A nota da assessoria confirma que a informação de que os Estados Unidos ajudariam na investigação é nova. "O único caso mencionado na consulta à força-tarefa se refere a uma reportagem do Estadão que combinava dados disponíveis em processos públicos e uma informação nova, igualmente sem sigilo, sobre possíveis estratégias que se cogitavam adotar no futuro, em relação à formulação de pedido de cooperação a ser enviado, o que não caracteriza vazamento."

Vazamentos seletivos

Além do caso de 2015, um outro aconteceu em 2016, de acordo com os diálogos. Nele, fala-se abertamente em "vazamento seletivo", para influenciar um suposto pedido de liberdade para o ex-presidente da Câmara Eduardo Cunha.
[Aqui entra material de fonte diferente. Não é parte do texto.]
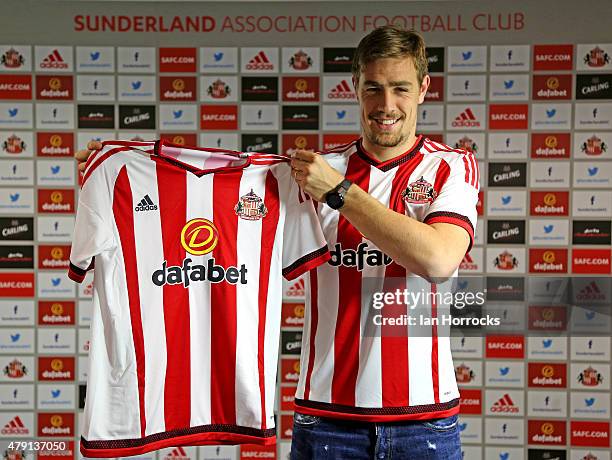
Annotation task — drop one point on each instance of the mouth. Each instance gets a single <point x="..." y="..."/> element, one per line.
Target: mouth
<point x="386" y="124"/>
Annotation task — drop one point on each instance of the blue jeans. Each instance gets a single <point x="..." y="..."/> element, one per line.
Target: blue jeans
<point x="318" y="438"/>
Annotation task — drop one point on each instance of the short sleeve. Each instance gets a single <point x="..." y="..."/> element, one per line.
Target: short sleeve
<point x="93" y="232"/>
<point x="304" y="246"/>
<point x="456" y="201"/>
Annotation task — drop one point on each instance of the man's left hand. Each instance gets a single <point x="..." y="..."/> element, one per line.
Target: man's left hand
<point x="314" y="174"/>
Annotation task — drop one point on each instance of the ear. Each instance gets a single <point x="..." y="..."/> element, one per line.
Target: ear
<point x="423" y="89"/>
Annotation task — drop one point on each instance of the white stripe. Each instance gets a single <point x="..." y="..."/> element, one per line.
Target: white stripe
<point x="199" y="308"/>
<point x="368" y="391"/>
<point x="149" y="253"/>
<point x="248" y="248"/>
<point x="327" y="302"/>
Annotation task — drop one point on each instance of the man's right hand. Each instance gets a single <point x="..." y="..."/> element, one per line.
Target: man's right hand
<point x="82" y="155"/>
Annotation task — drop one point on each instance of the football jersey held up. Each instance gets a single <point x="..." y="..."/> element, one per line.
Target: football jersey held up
<point x="189" y="248"/>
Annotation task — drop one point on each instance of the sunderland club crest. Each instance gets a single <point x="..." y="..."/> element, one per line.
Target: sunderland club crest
<point x="250" y="207"/>
<point x="419" y="192"/>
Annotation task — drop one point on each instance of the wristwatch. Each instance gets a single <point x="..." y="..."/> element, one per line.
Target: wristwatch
<point x="335" y="197"/>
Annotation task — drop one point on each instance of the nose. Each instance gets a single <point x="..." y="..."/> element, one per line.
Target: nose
<point x="387" y="101"/>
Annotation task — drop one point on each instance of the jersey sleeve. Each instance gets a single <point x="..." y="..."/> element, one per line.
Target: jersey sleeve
<point x="93" y="231"/>
<point x="456" y="201"/>
<point x="304" y="246"/>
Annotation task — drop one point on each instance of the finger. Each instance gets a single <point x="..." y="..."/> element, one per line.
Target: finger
<point x="82" y="155"/>
<point x="304" y="155"/>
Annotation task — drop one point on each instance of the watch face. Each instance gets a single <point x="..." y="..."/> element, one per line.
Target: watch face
<point x="334" y="200"/>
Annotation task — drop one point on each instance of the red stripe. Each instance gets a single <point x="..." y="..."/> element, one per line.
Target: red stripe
<point x="441" y="175"/>
<point x="346" y="342"/>
<point x="467" y="166"/>
<point x="435" y="371"/>
<point x="226" y="188"/>
<point x="172" y="186"/>
<point x="314" y="321"/>
<point x="268" y="232"/>
<point x="394" y="339"/>
<point x="475" y="170"/>
<point x="123" y="211"/>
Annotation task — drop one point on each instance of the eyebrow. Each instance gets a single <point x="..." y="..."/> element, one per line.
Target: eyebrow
<point x="391" y="83"/>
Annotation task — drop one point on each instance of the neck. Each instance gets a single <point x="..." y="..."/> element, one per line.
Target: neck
<point x="382" y="153"/>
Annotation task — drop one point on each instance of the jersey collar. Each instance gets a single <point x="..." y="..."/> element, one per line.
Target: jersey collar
<point x="392" y="162"/>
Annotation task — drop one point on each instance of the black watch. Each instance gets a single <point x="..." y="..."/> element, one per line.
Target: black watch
<point x="335" y="197"/>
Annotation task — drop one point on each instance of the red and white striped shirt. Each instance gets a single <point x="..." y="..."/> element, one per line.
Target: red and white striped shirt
<point x="189" y="249"/>
<point x="348" y="371"/>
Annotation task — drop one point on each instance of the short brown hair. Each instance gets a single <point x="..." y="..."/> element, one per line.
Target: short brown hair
<point x="391" y="42"/>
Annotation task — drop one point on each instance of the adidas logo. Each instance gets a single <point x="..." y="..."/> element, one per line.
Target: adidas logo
<point x="341" y="91"/>
<point x="505" y="405"/>
<point x="296" y="289"/>
<point x="15" y="426"/>
<point x="146" y="204"/>
<point x="260" y="62"/>
<point x="590" y="292"/>
<point x="177" y="453"/>
<point x="466" y="119"/>
<point x="54" y="61"/>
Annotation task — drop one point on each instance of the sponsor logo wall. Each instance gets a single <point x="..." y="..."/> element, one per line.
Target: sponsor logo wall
<point x="537" y="117"/>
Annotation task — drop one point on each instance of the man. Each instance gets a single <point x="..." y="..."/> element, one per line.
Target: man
<point x="393" y="206"/>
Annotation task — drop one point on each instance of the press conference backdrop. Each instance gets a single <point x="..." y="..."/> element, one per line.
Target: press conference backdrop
<point x="525" y="86"/>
No grupo Filhos do Januario 1, em 12 de dezembro de 2016, acontece o seguinte diálogo:

Carlos Fernando dos Santos Lima - 18:45:31 - Recebi do russo : Off recebi uma notícia que não sei se é verdadeira que haveria uma articulação no STF para soltura do Cunha amanhã
Roberson Pozzobon - 18:51:49 - Essa info está circulando aqui a PGR tb
Paulo Roberto Galvão - 18:57:24 - O Stf seria depredado. Não acredito
Athayde Ribeiro Costa - 18:57:40 -toffi, lewa e gm. nao duvido
Santos Lima - 18:58:37 - É preciso ver quem vai fazer a sessão.
Jerusa Viecilli - 18:58:39 - Pqp
Santos Lima -19:00:58 - Alguma chance de soltarmos a notícia da GOL?
Costa - 19:01:35 - vazamento seletivo...

O Intercept vem revelando desde 9 de junho diálogos que teriam sido mantidos por procuradores da Lava Jato e pelo próprio Moro. Em parceria com o site, o UOL, a Folha de S.Paulo, o blogueiro do UOL Reinaldo Azevedo, o site do jornal espanhol El País no Brasil, o BuzzFeed e a revista Veja também publicaram conversas que teriam origem no Telegram.